For classical compressors, we'd never ask this. A gzip stream doesn't understand the text it compressed. But language models do things that look like reasoning, analogy-making, and generalization — behaviors we don't see from gzip.
One answer: the difference is quantitative, not qualitative. gzip's model of the world (LZ77 with a 32KB window) is just too simple to do anything that looks like reasoning. A transformer with 400 billion parameters and 20 trillion training tokens has a rich enough model that the representations it builds internally support what looks like reasoning.
Another answer: "understanding" requires something that statistical compression doesn't provide — grounding in the world, embodied experience, intentionality. In this view, an LLM is forever just a very sophisticated pattern-matcher, not an understander.
This debate isn't resolved. The compression frame doesn't resolve it either. But it does clarify the terms: whatever LLMs are doing, they're doing it by building an exceptionally good model of the statistical structure of human-generated text. Whether that model captures "meaning" is a philosophical question that compression theory can't answer.
Summary
- Language model training is a form of lossy compression: the training corpus (trillions of tokens) is compressed into model weights (billions of parameters).
- LLMs, used as arithmetic coders, beat every classical lossless compressor on English text — they have a better probability model.
- Inference is approximately decompression: generating text that conforms to the stored statistical patterns.
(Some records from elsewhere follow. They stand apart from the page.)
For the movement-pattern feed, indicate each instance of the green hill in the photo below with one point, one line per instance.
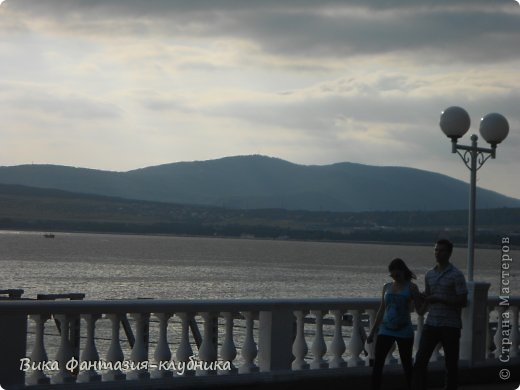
(253, 182)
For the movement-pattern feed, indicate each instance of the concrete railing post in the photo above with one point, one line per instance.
(13, 343)
(474, 323)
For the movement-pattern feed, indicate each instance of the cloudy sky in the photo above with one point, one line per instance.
(124, 84)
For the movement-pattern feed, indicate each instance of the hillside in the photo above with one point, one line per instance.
(26, 208)
(256, 182)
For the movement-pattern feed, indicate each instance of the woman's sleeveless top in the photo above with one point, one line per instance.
(396, 320)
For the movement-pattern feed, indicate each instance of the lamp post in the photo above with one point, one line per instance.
(494, 128)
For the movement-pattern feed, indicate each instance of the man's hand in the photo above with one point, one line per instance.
(434, 299)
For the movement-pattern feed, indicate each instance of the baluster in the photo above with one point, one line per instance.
(65, 352)
(184, 350)
(38, 355)
(489, 337)
(337, 345)
(436, 355)
(318, 347)
(249, 349)
(418, 333)
(356, 343)
(208, 350)
(90, 353)
(371, 347)
(139, 354)
(228, 351)
(115, 353)
(300, 348)
(514, 331)
(498, 334)
(162, 350)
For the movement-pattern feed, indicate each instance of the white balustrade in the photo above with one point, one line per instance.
(139, 353)
(249, 349)
(162, 351)
(39, 355)
(289, 317)
(300, 348)
(337, 346)
(228, 351)
(90, 353)
(498, 334)
(356, 341)
(318, 347)
(489, 338)
(370, 347)
(184, 351)
(436, 355)
(418, 333)
(208, 349)
(65, 352)
(115, 353)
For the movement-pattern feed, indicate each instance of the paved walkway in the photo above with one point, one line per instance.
(501, 386)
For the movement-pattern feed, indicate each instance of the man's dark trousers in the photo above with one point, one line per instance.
(449, 337)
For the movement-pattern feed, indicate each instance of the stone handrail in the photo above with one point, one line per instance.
(278, 335)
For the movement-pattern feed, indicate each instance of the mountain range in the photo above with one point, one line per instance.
(260, 182)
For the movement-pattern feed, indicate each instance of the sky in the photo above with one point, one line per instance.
(124, 84)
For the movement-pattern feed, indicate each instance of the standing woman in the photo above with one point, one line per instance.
(393, 322)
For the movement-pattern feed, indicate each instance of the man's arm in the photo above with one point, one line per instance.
(456, 300)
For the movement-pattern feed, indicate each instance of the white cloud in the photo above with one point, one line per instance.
(125, 84)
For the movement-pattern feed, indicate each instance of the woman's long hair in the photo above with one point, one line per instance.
(398, 264)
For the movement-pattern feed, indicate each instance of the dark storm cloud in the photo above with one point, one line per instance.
(441, 30)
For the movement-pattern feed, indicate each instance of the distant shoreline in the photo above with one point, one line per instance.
(363, 242)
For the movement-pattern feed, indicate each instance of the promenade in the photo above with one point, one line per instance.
(274, 344)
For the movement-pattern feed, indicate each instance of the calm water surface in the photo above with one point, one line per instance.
(126, 266)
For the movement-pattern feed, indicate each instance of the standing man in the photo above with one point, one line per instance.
(445, 295)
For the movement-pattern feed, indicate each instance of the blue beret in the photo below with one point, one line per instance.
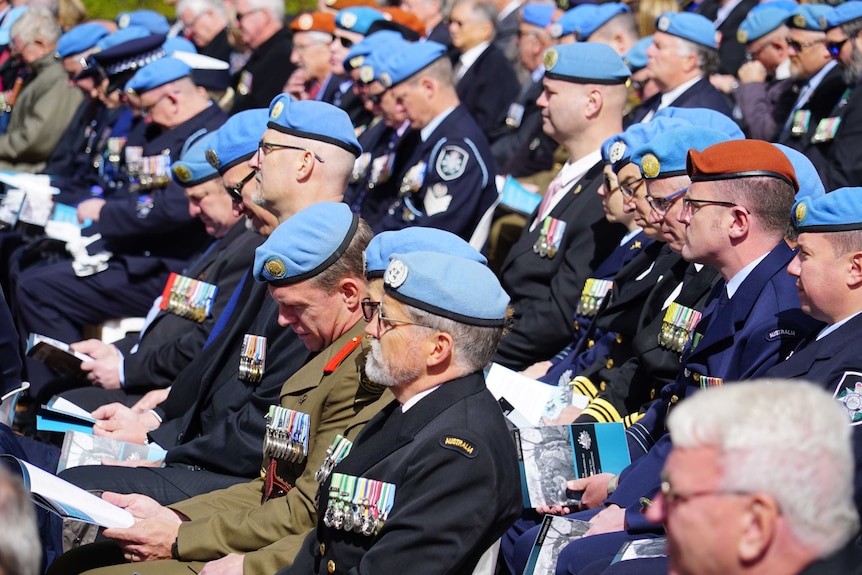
(368, 45)
(844, 13)
(357, 19)
(570, 21)
(704, 117)
(178, 44)
(689, 26)
(193, 168)
(618, 149)
(313, 120)
(759, 23)
(537, 14)
(306, 244)
(809, 180)
(414, 239)
(152, 21)
(837, 211)
(79, 39)
(237, 139)
(636, 57)
(10, 19)
(810, 17)
(665, 155)
(410, 58)
(158, 73)
(449, 286)
(596, 16)
(585, 63)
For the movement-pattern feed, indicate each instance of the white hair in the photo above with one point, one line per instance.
(790, 439)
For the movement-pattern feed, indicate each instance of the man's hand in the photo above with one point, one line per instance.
(609, 520)
(227, 565)
(117, 421)
(594, 488)
(751, 72)
(90, 209)
(151, 400)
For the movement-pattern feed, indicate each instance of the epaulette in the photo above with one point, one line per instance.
(341, 355)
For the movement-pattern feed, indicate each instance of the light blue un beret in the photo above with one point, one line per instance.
(152, 21)
(449, 286)
(306, 244)
(689, 26)
(837, 211)
(357, 19)
(844, 13)
(313, 120)
(812, 17)
(192, 168)
(414, 239)
(585, 63)
(79, 39)
(237, 139)
(618, 149)
(158, 73)
(665, 156)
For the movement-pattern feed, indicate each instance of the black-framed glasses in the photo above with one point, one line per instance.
(630, 188)
(834, 48)
(369, 308)
(235, 191)
(800, 46)
(690, 205)
(264, 148)
(662, 205)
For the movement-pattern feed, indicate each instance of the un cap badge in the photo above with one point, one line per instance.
(396, 274)
(650, 166)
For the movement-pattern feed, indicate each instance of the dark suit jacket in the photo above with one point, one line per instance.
(701, 95)
(488, 87)
(545, 291)
(835, 362)
(465, 491)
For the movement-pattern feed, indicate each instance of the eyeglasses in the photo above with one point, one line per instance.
(264, 148)
(239, 16)
(235, 191)
(834, 48)
(662, 205)
(630, 188)
(799, 46)
(690, 206)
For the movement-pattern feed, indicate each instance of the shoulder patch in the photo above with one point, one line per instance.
(452, 162)
(459, 445)
(849, 393)
(342, 355)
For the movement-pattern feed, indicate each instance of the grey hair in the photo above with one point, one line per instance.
(789, 439)
(36, 24)
(20, 551)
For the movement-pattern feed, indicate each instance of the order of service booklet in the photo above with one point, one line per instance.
(551, 455)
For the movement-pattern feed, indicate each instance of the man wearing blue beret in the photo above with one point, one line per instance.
(567, 236)
(439, 461)
(681, 58)
(449, 179)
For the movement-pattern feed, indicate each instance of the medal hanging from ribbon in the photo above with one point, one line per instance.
(187, 297)
(677, 326)
(592, 295)
(358, 504)
(252, 359)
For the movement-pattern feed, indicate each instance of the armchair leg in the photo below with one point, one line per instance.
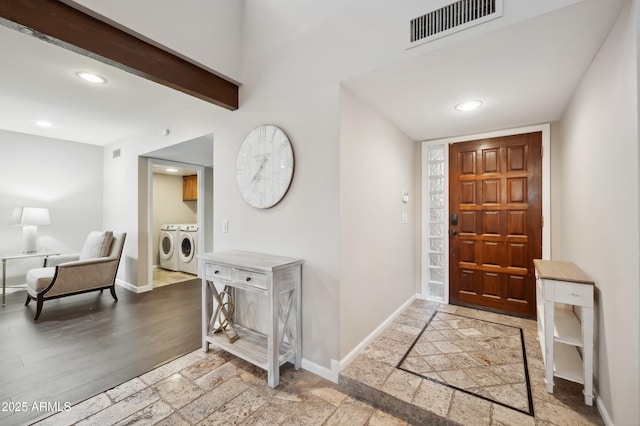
(113, 292)
(38, 308)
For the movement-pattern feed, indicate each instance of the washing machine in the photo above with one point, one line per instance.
(168, 246)
(188, 243)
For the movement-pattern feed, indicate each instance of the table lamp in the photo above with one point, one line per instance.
(29, 218)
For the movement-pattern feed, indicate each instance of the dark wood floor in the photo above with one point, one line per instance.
(83, 345)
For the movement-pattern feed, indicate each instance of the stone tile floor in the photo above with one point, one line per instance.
(373, 377)
(216, 388)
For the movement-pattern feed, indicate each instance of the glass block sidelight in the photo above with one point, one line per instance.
(436, 230)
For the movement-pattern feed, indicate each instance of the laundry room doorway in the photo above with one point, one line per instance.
(180, 209)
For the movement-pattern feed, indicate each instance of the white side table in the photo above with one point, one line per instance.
(566, 339)
(275, 279)
(10, 256)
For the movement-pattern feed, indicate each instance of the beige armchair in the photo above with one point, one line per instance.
(94, 268)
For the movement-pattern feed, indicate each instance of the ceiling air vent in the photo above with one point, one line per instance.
(453, 18)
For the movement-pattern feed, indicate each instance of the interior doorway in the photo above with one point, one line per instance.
(190, 189)
(437, 239)
(174, 222)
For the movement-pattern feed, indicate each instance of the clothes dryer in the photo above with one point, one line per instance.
(168, 247)
(187, 250)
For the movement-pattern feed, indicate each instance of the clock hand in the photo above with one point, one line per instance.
(262, 163)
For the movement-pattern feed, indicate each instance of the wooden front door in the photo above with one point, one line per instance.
(495, 223)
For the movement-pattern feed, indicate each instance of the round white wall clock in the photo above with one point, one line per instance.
(264, 167)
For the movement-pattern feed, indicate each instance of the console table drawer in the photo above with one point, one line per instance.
(213, 271)
(252, 279)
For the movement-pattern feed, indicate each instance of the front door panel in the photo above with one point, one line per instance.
(495, 227)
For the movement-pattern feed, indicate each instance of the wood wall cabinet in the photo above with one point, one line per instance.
(566, 339)
(273, 279)
(190, 188)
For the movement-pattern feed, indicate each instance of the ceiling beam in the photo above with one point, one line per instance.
(58, 23)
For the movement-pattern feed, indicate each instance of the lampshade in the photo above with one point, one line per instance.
(31, 216)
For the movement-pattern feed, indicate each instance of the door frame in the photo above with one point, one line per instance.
(426, 222)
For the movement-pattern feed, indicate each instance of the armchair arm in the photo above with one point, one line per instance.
(60, 258)
(80, 275)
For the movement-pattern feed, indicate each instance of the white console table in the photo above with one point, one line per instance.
(561, 332)
(277, 279)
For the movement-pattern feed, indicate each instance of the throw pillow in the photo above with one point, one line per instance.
(105, 250)
(92, 245)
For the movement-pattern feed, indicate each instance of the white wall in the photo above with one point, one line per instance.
(168, 207)
(597, 183)
(65, 177)
(377, 250)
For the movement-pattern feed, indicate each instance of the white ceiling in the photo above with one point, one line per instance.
(39, 83)
(524, 74)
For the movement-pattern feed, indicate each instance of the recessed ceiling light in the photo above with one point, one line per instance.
(91, 77)
(468, 105)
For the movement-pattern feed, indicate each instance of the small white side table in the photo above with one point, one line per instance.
(10, 256)
(562, 333)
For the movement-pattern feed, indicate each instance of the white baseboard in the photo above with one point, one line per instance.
(338, 366)
(319, 370)
(603, 410)
(134, 288)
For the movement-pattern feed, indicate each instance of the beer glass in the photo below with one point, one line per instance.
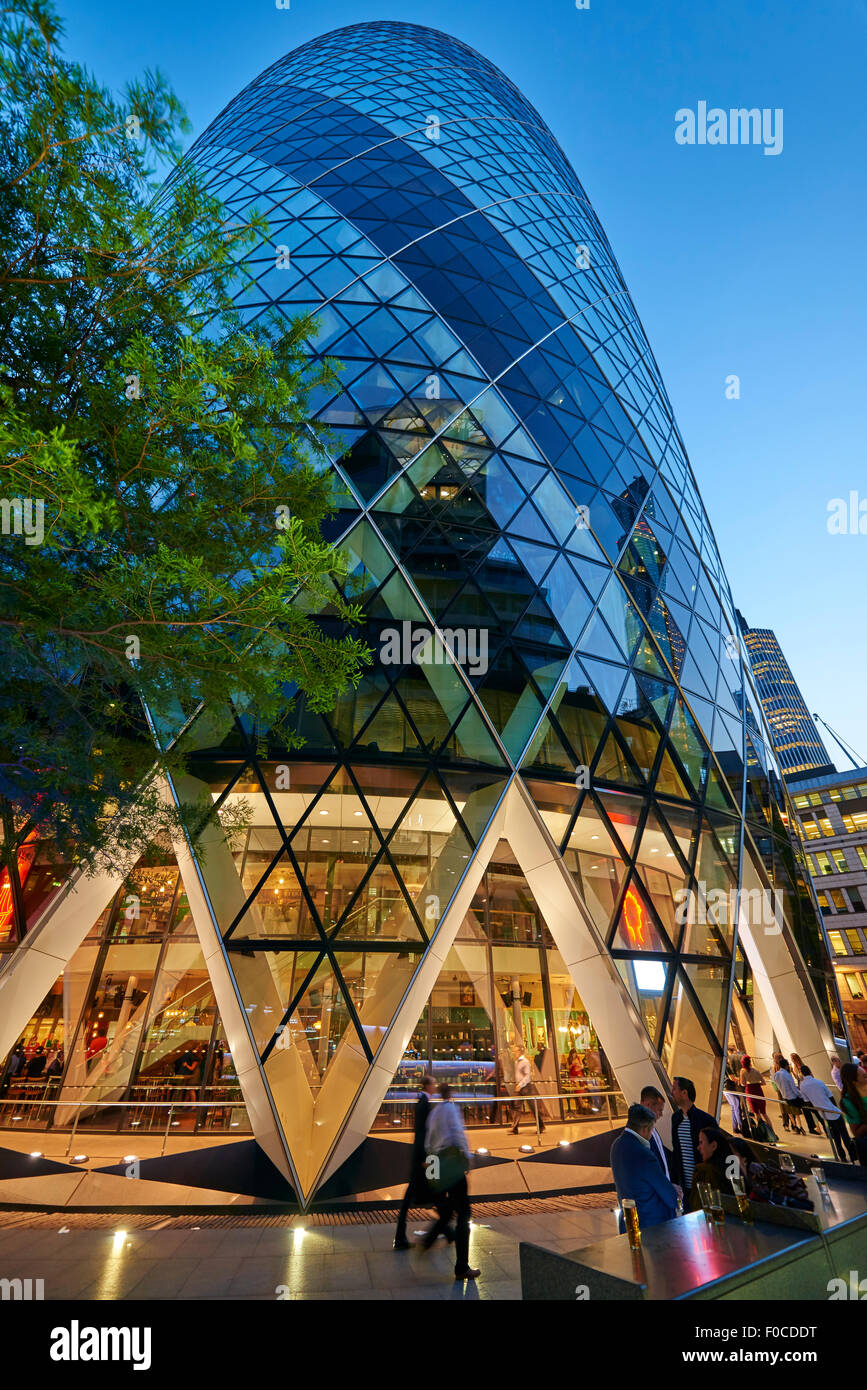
(745, 1211)
(630, 1211)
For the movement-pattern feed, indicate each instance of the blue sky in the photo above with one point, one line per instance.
(738, 263)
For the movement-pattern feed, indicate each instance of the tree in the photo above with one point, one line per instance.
(160, 492)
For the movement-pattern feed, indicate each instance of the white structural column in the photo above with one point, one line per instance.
(593, 973)
(49, 945)
(220, 884)
(789, 1005)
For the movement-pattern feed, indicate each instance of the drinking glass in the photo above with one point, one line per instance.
(745, 1211)
(705, 1197)
(630, 1211)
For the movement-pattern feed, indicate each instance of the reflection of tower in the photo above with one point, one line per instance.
(517, 1009)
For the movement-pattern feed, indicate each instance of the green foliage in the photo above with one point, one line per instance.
(168, 446)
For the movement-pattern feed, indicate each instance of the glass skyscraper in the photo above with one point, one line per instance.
(527, 826)
(796, 740)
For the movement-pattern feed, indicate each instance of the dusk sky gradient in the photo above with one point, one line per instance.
(738, 263)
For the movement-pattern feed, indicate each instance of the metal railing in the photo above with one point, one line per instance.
(480, 1111)
(132, 1115)
(789, 1115)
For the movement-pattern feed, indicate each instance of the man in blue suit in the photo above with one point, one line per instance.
(638, 1172)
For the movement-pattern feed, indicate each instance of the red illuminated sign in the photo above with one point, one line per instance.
(634, 918)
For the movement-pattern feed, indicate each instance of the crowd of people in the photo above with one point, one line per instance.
(662, 1182)
(803, 1100)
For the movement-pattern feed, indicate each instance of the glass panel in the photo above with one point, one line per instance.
(596, 865)
(635, 926)
(646, 982)
(179, 1025)
(687, 1050)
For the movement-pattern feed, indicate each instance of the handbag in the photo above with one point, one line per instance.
(452, 1166)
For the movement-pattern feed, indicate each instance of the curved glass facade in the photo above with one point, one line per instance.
(546, 608)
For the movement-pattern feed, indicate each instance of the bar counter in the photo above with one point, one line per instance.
(785, 1254)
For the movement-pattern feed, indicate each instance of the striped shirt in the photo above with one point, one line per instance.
(684, 1133)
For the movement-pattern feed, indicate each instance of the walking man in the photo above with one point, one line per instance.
(524, 1090)
(417, 1189)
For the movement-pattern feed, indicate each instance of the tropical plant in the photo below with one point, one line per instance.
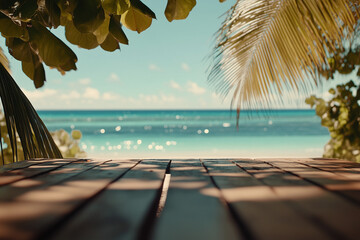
(268, 47)
(341, 115)
(26, 25)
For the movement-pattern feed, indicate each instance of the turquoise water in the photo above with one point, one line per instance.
(205, 133)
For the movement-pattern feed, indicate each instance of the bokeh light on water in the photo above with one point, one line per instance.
(176, 134)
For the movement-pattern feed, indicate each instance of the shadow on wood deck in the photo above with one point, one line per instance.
(206, 199)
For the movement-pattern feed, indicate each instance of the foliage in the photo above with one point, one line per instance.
(23, 123)
(266, 47)
(341, 115)
(88, 23)
(69, 144)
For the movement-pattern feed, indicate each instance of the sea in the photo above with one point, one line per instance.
(172, 134)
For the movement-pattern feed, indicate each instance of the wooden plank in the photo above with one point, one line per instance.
(33, 169)
(23, 164)
(190, 211)
(348, 188)
(340, 167)
(32, 214)
(334, 213)
(120, 211)
(13, 191)
(262, 212)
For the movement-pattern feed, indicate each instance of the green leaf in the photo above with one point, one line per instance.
(48, 13)
(34, 69)
(103, 30)
(110, 44)
(84, 40)
(178, 9)
(25, 9)
(135, 20)
(88, 15)
(4, 61)
(10, 29)
(52, 50)
(116, 7)
(142, 8)
(19, 49)
(117, 32)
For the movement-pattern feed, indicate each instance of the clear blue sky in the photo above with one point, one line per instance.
(164, 67)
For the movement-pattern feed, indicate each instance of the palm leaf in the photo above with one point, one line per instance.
(22, 121)
(4, 61)
(268, 47)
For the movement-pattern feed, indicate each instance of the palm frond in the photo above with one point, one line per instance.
(268, 47)
(23, 122)
(4, 61)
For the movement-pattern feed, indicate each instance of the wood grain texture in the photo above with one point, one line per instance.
(323, 207)
(28, 170)
(193, 209)
(31, 215)
(240, 198)
(120, 211)
(265, 214)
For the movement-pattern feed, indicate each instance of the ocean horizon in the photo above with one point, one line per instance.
(193, 133)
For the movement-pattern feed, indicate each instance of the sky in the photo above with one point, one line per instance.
(164, 67)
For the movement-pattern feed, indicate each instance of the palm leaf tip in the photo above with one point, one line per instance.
(23, 122)
(268, 47)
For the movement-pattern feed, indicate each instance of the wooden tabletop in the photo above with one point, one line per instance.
(180, 199)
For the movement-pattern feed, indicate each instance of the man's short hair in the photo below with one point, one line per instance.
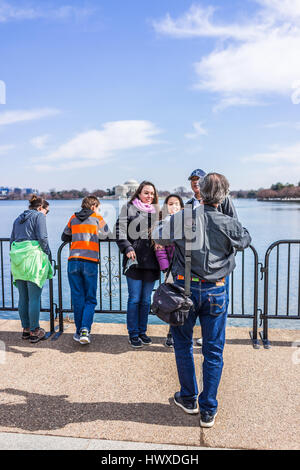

- What gets lost: verbatim text, precise numbers, provenance, rare facts. Hallucinations are the model generating plausible-but-imprecise reconstructions of poorly-compressed information.
- LLMs are expensive because the "compressor" and "decompressor" are enormous neural networks, not simple algorithms.
- Better compression implies a better model of the data; this connects compression quality to something like intelligence.
- The frame breaks down for fine-tuned models, reasoning capabilities, and tool use — but it's a useful lens for understanding base model behavior and limitations.
The link between compression and understanding runs throughout the history of information theory. Shannon's work was not just about sending bits efficiently — it was about the nature of information itself. The LLM is, in some sense, the culmination of that thread: a machine that has learned to model the information in human communication well enough to generate new instances of it.
Whether that constitutes understanding, or merely very sophisticated pattern-matching, is left as an exercise for the reader.